Since it was founded in 2009, Accounting for International Development has had more volunteer accountants from Australia than from any other country apart from the UK. While Cambodia has been the most popular destination for volunteering Aussies, Australian accountants have also supported charities across Rwanda, Zambia, Tanzania and Nepal, spending between 3 weeks and 6 months strengthening accountancy policies and procedures through mentoring local staff. 

The result has been the secured futures of a number of organisations including a rural school, a healthcare NGO and a charity that uses sport to engage and educate children. 

Blair Jones ICAA, Manager I Tanzania I 3 Months

After travelling extensively across developing countries and feeling increasing disillusioned with the world of international finance, Melbourne accountant Blair decided he wanted to use his finance skills to help others who were less fortunate.  AfID arranged a placement with Equity for Tanzania, a non-profit organisation dedicated to generating employment and stimulating local economy in Africa through providing small business with the equipment loans they need to prosper and expand.

EFT had one member of staff working on finance who, while very enthusiastic about his work, was aware that he needed training on how to strengthen EFT’s internal controls and financial procedures. He also wanted guidance on donor reporting and Excel training which Blair was happy to provide.

The experience had fantastic results for both Equity for Tanzania and for Blair. The new skills that Blair passed onto the staff meant they could improve their donor relationships and ultimately feel far more secure about the charity’s future. For Blair, ‘AfID filled a void. I have met incredible people both locals, and people who have moved here in various capacities to try and assist in some small way.’

Graeme Heckles CAA, Group Financial Controller I Cambodia I 4 Weeks

Graeme was one of the first AfID volunteers to go on placement. Looking for a challenging but rewarding experience which would make the most of his skills, Graeme approached AfID who put together a placement with the Cambodia Vision Development Project. CVD is a local NGO that works with disadvantaged communities across the Samlaut district of Cambodia. Its work was directly responsible for improving the lives of hundreds of people but was hindered by poor donor reporting and a lack of accountability.

Graeme worked closely with CVD’s executive director to ensure that the NGO had a sustainable strategy in terms of core costs and safeguarding their future while providing basic training to their new accountant, mainly on the procurement system and report generation.   

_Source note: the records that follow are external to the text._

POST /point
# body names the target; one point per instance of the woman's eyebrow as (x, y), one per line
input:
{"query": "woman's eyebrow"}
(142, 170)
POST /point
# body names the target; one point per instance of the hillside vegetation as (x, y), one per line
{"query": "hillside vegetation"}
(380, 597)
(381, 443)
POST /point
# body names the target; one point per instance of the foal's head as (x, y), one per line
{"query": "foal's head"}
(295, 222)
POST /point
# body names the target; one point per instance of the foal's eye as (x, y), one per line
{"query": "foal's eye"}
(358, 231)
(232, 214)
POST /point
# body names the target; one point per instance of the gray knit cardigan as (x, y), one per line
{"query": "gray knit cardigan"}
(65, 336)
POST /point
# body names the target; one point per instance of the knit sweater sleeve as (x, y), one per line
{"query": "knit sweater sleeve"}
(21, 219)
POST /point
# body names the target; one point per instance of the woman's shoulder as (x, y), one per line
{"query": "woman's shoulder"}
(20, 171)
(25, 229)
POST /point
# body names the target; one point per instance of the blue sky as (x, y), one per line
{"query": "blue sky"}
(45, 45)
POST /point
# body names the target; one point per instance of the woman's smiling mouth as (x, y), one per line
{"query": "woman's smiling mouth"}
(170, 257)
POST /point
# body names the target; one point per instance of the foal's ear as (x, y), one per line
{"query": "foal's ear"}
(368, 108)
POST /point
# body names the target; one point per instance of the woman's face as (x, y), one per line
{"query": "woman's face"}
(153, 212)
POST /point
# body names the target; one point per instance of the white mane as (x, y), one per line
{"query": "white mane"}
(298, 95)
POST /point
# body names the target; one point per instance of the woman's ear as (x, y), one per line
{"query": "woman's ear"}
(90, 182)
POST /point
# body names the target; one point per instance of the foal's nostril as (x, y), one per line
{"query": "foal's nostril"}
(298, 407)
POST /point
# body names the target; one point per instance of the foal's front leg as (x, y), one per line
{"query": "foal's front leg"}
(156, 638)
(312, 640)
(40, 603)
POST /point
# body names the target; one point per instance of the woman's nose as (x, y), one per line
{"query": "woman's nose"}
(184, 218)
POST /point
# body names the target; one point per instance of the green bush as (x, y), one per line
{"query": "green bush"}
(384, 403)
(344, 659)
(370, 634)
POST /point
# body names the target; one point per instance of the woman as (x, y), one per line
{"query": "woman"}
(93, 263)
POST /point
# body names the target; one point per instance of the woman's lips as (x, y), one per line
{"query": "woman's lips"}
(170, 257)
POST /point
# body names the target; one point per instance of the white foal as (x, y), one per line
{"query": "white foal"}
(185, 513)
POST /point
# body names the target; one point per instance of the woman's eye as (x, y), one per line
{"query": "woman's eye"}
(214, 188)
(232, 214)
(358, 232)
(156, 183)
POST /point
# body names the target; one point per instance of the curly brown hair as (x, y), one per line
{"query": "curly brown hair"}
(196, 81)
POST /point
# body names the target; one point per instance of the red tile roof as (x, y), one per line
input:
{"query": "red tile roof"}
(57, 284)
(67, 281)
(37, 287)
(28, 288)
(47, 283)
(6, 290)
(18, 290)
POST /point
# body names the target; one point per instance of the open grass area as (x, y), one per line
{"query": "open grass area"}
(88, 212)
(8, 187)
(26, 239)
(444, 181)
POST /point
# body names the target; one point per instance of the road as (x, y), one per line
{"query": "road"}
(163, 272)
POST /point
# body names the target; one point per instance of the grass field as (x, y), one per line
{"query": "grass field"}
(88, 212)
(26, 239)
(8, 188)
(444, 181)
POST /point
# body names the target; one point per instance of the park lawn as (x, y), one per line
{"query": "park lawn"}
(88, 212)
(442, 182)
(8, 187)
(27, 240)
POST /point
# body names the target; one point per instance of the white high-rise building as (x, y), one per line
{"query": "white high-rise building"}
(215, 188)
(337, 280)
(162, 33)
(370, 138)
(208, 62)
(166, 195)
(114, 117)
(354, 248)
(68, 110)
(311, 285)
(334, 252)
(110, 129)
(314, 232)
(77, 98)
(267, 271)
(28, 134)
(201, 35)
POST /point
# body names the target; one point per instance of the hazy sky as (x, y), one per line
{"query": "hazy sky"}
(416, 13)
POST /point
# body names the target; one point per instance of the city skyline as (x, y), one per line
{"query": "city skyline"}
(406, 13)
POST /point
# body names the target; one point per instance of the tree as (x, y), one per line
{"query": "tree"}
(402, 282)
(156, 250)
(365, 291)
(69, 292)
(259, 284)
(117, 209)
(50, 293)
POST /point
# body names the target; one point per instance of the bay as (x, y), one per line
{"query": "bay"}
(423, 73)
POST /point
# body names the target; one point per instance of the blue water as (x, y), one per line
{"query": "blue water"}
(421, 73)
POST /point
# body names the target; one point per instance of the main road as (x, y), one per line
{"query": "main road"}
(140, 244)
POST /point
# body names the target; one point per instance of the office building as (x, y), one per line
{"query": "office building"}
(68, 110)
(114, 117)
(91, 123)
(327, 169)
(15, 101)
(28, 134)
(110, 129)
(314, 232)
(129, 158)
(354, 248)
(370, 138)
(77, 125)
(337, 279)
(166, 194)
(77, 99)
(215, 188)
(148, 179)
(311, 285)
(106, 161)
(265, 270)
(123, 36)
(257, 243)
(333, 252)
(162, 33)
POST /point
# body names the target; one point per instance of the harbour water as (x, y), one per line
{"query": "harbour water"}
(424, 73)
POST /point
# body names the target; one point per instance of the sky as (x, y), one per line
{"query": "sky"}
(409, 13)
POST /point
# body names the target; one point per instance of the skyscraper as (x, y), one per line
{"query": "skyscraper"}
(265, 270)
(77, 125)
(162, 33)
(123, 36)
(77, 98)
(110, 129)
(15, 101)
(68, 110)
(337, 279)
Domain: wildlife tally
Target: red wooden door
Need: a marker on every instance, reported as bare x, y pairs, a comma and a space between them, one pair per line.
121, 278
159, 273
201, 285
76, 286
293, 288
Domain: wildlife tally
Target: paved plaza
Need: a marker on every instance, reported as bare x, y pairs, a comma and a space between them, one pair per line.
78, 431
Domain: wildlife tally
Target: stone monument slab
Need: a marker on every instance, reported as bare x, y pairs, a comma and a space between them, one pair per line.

“The appreciation of everyone at CVD is the best way of knowing that I made a positive impact and that I was able to pass on my skills, experience and personality in the best possible way. In return I’ve made new friends, learned about the workings of NGO’s, tasted a different way of life and most of all I will always be able to draw perspective from the positive people of Cambodia “ – Graeme.

Trisha Nowland CPAA, Manager I Nepal I 2 Months

Sydney based Trisha was keen to support women’s refuge projects in the developing world. AfID matched her skills and interests to Asha Nepal, a charity dedicated to furthering the rights of women and children in Nepal. Trisha was immediately interested in the work the charity did in raising the social status of Nepalese women and helping victims break free from the cycle of abuse endemic in many rural communities.

The finance staff at Asha Nepal had been using Excel but were struggling to use it effectively when formatting reports and accounts. Trisha spent the month working alongside finance staff to increase their understanding and strengthen their reporting procedures. She also submerged herself in the local culture ranging from enjoying the beautiful countryside to realising the importance of charities like Asha when confronted by the poverty of locals.